A transfer case and halfshafts from a 4x4 Sierra would be 1000x easier and handle 1000x better. ;) :?

i have a sneaking suspicion they went that route to allow that option in the future
 
Awsome, just plain awsome to see finally!

Loving the humor too, those posts (and Johns ussualy) crack me up!

John, did I hear you say somewhere (probably not, but I swear I did) that your rally car was still a street car? What the hell does your insurance company think of that? LOL

Oh, what proffesion do you put down when you fill out insurance app?

"Hmmm, Rally Driver???....naw, how about Cake Maker"

Doug
 
Hi Dave and John,
Do you think Mr Bill Scribner would be interested in building another one of those Ford 9" rear ends? Not so much worried about the internals, but a bolt in housing sure does sound nice. Would save me some work and looking for a competant human around here.

Just curious, the distance might be cost prohibitive.

By the way, thought any more about coming down to Thunderhill? Been a long time since I was schooled. :zzz:

Thanks,
Patrick D.
 
Wow. John Vanlandingham. It's a small world after all. A friend and I bought our JT-Superflow exhausts from him after meeting him in a junkyard in Massachusetts like 4-5 years ago... (Hard name/guy to forget) :)

It was worth the money just to check out his rally car at the time... (Some Cosworth-y thing...)
 
doug242ti said:
Awsome, just plain awsome to see finally!

Loving the humor too, those posts (and Johns ussualy) crack me up!

John, did I hear you say somewhere (probably not, but I swear I did) that your rally car was still a street car? What the hell does your insurance company think of that? LOL

Oh, what proffesion do you put down when you fill out insurance app?

"Hmmm, Rally Driver???....naw, how about Cake Maker"

Doug

Thanks Doug. We aim to please. The rallycar must be liscensed and fully street legal as we drive "transits" from one "Special stage" to the service area and to the next stage on public roads, and must obey all traffic laws or get a good spanking if we don't. :booty:
My insurance guy has no issue with my rallycar, as the car is insured by SCCA anytime that we are on a stage; therefore no real concerns for that. It helps that in the six years that I have insured that car (same insurance carrier) I have filed zero claims. JL.
 
"Now people on this board won't be able to just think that I am some wanker making up tall tales of my car and the adventures that go along with it. "

Don't worry about it Tiger, there are those of us who have actually met you, and will continue to keep that perspective.....but the car still rocks. :lol:

Seriously though, Welcome aboard Dave, and thanks for taking the time to put together such a great overview and series of pictures, fantastic - true archives matterial.

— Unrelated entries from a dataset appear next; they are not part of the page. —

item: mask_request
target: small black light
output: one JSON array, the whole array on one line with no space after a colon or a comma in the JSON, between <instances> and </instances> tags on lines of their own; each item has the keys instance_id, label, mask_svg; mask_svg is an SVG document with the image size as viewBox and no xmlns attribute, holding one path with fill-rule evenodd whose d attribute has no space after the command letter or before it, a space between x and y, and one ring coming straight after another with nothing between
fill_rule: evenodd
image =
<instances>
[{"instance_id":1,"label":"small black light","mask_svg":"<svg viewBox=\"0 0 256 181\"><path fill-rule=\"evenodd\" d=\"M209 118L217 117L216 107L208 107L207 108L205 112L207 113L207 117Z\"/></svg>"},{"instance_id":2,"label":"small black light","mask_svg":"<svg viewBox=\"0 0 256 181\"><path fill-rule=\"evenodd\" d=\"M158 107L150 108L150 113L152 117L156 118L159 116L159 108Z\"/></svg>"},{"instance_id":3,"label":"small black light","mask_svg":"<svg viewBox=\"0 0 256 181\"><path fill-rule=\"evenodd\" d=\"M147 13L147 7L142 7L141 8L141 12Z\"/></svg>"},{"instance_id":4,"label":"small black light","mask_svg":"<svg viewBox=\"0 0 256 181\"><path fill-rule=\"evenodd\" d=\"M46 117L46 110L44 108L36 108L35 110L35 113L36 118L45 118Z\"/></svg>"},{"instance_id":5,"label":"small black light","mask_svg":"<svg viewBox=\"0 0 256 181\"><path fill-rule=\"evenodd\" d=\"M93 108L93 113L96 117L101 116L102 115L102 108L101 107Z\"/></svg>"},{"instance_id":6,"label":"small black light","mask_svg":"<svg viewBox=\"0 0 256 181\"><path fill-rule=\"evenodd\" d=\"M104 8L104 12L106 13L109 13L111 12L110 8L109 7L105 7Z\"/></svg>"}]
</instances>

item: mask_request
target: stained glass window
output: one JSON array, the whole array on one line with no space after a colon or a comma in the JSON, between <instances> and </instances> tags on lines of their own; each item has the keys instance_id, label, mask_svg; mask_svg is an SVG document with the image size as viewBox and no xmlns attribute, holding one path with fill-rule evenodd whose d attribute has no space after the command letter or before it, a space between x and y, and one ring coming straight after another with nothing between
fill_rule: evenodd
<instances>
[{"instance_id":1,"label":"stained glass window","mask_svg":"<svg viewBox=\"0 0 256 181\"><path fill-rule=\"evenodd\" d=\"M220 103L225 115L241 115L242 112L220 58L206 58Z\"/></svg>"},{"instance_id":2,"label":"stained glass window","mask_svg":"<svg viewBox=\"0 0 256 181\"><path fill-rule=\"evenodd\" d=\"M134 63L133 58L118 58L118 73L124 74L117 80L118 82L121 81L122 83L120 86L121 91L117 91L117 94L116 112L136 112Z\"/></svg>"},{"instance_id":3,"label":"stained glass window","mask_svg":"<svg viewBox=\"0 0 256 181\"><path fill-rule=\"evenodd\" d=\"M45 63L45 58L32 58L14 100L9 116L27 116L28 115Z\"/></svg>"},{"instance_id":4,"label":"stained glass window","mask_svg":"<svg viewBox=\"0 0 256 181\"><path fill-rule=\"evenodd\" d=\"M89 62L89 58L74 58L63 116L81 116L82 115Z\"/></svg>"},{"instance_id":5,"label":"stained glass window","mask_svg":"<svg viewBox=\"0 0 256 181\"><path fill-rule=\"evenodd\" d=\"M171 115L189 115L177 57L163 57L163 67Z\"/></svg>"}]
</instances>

John heading down for Thunderhill?

.....looking forward to the next SIR outing.

Best

JB
da KTP
 
chris said:
since at some point you realized you'd have to custom fab a completely new rear end, what kept you from trying AWD?

Oh, now don't think for a minute that John hasn't suggested just that. Several times. :roll: Remember his signature?

But seriously, it's just not practical. (No it's not, John, no it's not! Settle down! Back in your corner! Be quiet! For the last time, it's not going to happen! :twisted:)

First of all, there are certain rules we have to adhere to in SCCA ProRally. In Open class, all turbocharged 4wd cars over 4000cc adjusted are required to use a 36mm restrictor. That would seriously cut down on power, which is not in keeping with the spirit of this car. Lucky for us we run in Group 5 (2wd class) where there is no turbo restrictor requirement and the adjusted displacement limit is 5100cc, which we are right at.

But really, the biggest hurdle is there is just no place to put a front diff!